Plame hadn't been "covert" for some time


Overlooked by the mainstream press in their eagerness to nail a high ranking Bush staffer

Stephen Dinan and Joseph Curl wrote in the July 15, 2005 Washington Times that Valarie Plame Wilson had not been a covert operative for years.

"Her neighbors knew this, her friends knew this, his friends knew this. A lot of blame could be put on to central cover staff and the agency because they weren't minding the store here. ... The agency never changed her cover status."

Mr. Rustmann, who spent 20 of his 24 years in the agency under "nonofficial cover" -- also known as a NOC, the same status as the wife of Mr. Wilson -- also said that she worked under extremely light cover.

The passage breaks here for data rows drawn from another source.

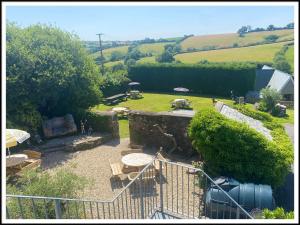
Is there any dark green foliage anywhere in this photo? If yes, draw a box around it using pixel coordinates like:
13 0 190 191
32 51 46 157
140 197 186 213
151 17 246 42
273 45 291 74
188 108 293 187
74 109 116 133
6 169 90 219
262 207 294 219
128 62 256 97
6 23 103 132
99 69 130 97
110 51 125 61
259 88 282 113
155 50 175 63
264 35 279 43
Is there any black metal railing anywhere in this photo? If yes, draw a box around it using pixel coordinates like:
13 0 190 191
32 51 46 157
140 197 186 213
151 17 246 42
6 158 253 219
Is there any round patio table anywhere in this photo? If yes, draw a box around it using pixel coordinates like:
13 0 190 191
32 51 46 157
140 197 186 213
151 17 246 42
121 153 154 168
112 107 129 114
6 154 28 167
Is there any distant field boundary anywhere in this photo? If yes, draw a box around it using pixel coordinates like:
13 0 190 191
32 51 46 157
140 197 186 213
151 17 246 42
176 39 294 56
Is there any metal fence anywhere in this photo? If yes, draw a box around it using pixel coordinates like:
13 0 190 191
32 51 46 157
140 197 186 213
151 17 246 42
6 159 253 219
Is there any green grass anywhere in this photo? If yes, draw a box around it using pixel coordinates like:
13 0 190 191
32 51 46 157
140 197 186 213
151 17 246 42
137 42 175 56
175 42 291 63
93 92 294 138
104 60 124 67
91 45 129 59
137 56 156 64
181 29 294 50
285 45 294 73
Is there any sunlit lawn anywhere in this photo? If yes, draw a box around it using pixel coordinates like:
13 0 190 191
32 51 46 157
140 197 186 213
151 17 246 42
92 92 294 138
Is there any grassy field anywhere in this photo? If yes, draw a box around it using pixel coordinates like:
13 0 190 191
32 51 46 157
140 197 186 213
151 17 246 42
175 41 291 63
285 45 294 72
181 29 294 50
93 92 294 138
137 42 175 56
137 56 156 64
104 60 124 67
91 45 129 59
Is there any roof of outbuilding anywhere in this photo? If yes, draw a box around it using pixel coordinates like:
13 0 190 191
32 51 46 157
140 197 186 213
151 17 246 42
267 69 294 93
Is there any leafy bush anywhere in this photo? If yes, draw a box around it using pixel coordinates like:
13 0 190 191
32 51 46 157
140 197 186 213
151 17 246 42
6 22 103 132
188 108 293 187
262 207 294 219
99 69 130 96
259 88 282 113
128 62 256 97
264 34 279 43
156 49 175 63
7 168 91 219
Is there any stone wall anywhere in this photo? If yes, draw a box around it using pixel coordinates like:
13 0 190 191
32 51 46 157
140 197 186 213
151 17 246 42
87 111 120 139
128 110 195 156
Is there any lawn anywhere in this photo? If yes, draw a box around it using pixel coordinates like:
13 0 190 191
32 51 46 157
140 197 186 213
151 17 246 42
93 92 294 138
137 56 156 64
175 41 291 63
180 29 294 50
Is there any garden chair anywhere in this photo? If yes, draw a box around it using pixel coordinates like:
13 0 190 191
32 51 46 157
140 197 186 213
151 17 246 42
109 159 123 180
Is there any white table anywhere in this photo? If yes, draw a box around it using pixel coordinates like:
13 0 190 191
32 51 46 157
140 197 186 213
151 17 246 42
6 154 28 167
112 107 129 114
121 153 154 168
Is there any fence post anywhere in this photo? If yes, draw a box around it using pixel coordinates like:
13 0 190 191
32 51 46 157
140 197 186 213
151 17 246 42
55 199 62 219
236 207 240 219
139 175 144 219
159 160 164 213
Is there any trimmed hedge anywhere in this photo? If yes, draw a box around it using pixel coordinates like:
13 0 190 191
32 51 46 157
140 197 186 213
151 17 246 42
128 62 256 97
188 108 293 187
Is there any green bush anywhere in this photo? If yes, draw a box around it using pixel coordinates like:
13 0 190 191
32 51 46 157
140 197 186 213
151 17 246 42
262 207 294 219
74 109 117 134
6 22 103 132
128 62 256 97
7 168 91 219
259 88 282 114
188 108 293 187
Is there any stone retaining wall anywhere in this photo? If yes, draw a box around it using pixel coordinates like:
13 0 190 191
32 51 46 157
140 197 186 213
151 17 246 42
128 110 195 156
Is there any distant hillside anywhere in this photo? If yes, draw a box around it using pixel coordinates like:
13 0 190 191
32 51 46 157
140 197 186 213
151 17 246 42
91 45 129 59
137 42 175 56
181 29 294 51
285 45 294 72
175 41 292 63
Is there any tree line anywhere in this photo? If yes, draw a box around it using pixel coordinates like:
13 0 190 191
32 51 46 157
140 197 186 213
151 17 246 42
237 22 294 36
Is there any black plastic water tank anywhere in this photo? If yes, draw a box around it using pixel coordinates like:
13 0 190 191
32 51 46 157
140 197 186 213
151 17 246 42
205 177 276 218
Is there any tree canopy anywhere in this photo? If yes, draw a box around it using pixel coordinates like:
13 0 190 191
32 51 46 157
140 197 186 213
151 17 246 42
6 23 103 132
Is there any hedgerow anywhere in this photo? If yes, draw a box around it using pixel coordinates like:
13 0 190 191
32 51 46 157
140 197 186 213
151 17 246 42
188 108 293 187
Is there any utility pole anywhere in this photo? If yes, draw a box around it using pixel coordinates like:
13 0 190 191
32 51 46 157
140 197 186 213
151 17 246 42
96 33 105 75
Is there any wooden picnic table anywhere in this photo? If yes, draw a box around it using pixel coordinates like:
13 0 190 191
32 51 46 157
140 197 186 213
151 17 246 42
105 93 127 104
6 154 28 167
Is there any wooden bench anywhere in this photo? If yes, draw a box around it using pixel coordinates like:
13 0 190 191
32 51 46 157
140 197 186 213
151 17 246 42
23 150 42 159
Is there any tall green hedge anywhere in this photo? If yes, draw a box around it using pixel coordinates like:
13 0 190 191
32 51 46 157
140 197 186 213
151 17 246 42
188 108 293 187
128 62 256 97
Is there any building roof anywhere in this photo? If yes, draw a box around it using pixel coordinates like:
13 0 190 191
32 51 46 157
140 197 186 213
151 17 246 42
267 69 294 94
254 65 294 95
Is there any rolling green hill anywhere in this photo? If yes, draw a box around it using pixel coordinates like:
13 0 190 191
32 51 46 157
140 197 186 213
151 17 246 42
285 45 294 72
175 41 292 63
91 45 129 59
181 29 294 50
137 42 175 56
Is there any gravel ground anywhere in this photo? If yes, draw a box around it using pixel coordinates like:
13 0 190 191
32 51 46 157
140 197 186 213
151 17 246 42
40 138 211 219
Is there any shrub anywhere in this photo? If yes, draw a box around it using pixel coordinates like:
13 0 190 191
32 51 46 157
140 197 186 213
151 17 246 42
6 23 103 132
264 34 279 43
6 168 91 219
188 108 293 187
262 207 294 219
128 62 256 97
259 88 282 113
156 50 175 63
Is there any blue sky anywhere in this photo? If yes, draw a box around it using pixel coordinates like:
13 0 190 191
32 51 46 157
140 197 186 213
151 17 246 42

In addition, Mrs. Plame hadn't been out as an NOC since 1997, when she returned from her last assignment, married Mr. Wilson and had twins, USA Today reported yesterday.

The distinction matters because a law that forbids disclosing the name of undercover CIA operatives applies to agents that had been on overseas assignment "within the last five years."

"She was home for such a long time, she went to work every day at Langley, she was in an analytical type job, she was married to a high-profile diplomat with two kids," Mr. Rustmann said. "Most people who knew Valerie and her husband, I think, would have thought that she was an overt CIA employee."

Even assuming that Karl Rove or Scooter Libby were the source (and that hasn't been established), just what was the law that was broken?

More recently, Mark Davis weighed in.

As right-hand men for the president and vice president, Karl Rove and "Scooter" Libby were properly involved in countering an effort by Joe Wilson, a disgruntled diplomat, to smear the war effort.

A bipartisan Senate committee has now discredited much of the story Mr. Wilson has paraded all over television on his way to becoming an anti-war hero, details ranging from who sparked his trip to Niger to what he found there.

But as the stories were breaking, it was thoroughly understandable for the Bush team to try to question the purity of Mr. Wilson's motives. Once the possibility arose of his CIA wife as a key advocate for his ideologically charged journey, one can additionally imagine a flurry of conversations about the significance of that angle.

Again, please tell me what the crime was here.